Report: Loretta Lynch Reacted With ‘Steely Silence’ to Comey’s Evidence About Email Investigation

Loretta Lynch
Attorney General Loretta Lynch / AP
• June 14, 2017 8:19 am


Former FBI Director James Comey met with the Senate Intelligence Committee in multiple private sessions in which he detailed Loretta Lynch's reaction of silence to his evidence from the FBI investigation into Hillary Clinton's private email server.

Comey met with the committee multiple times over the last couple months and detailed an encounter with Lynch, who served as former President Barack Obama's attorney general, shortly before Clinton's email probe was shut down, Circa reported.

Comey told lawmakers in the close door session that he raised his concern with the attorney general that she had created a conflict of interest by meeting with Clinton’s husband, the former President Bill Clinton, on an airport tarmac while the investigation was ongoing.

During the conversation, Comey told lawmakers he confronted Lynch with a highly sensitive piece of evidence, a communication between two political figures that suggested Lynch had agreed to put the kibosh on any prosecution of Clinton.


The sources also said that Comey's testimony in private conflicted with recent reports in the news media suggesting the FBI had intercepted an email between Congresswoman Debbie Wasserman Schultz, who at the time was the Democratic Party chairwoman, and a third party.
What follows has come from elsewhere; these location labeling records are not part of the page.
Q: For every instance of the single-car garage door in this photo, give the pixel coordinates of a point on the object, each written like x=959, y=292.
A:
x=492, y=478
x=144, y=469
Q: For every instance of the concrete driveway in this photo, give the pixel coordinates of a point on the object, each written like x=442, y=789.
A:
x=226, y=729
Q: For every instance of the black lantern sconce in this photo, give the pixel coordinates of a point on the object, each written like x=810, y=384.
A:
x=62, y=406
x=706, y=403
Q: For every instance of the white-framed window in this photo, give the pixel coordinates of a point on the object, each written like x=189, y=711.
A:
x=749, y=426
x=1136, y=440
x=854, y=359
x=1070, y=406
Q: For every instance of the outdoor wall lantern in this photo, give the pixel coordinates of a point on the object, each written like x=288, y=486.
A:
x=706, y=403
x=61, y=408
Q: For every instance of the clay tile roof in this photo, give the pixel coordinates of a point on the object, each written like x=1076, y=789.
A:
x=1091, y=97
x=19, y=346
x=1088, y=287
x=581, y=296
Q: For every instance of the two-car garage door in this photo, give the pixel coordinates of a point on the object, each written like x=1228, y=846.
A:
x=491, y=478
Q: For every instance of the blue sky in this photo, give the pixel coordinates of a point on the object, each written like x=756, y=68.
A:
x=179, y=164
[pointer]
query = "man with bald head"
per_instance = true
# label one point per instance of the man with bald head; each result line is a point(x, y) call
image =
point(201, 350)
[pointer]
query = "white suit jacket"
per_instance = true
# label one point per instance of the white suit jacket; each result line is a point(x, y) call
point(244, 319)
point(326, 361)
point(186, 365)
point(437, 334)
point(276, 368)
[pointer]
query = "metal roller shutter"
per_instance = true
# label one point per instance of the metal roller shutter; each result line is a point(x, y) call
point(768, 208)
Those media reports suggested that the information about the email was more than likely fake and a ruse possibly planted by the Russians. The Washington Post story suggested the dubious email is what motivated Comey, who still was not sure of the intelligence, to come forward with his findings in the Clinton investigation and shut down the case.

"[Comey said] the attorney general looked at the document then looked up with a steely silence that lasted for some time, then asked him if he had any other business with her and if not that he should leave her office," a briefed source told Circa.

"[Comey] took that interaction and the fact she had met with Bill Clinton as enough reason to decide he would not allow the Justice Department to decide the fate of the case and instead would go public," the source added.

Another source indicated that the tarmac meeting between Clinton and Lynch was the public excuse for not yielding to Lynch to make the announcement, but said Comey had other evidence that was more concerning to him.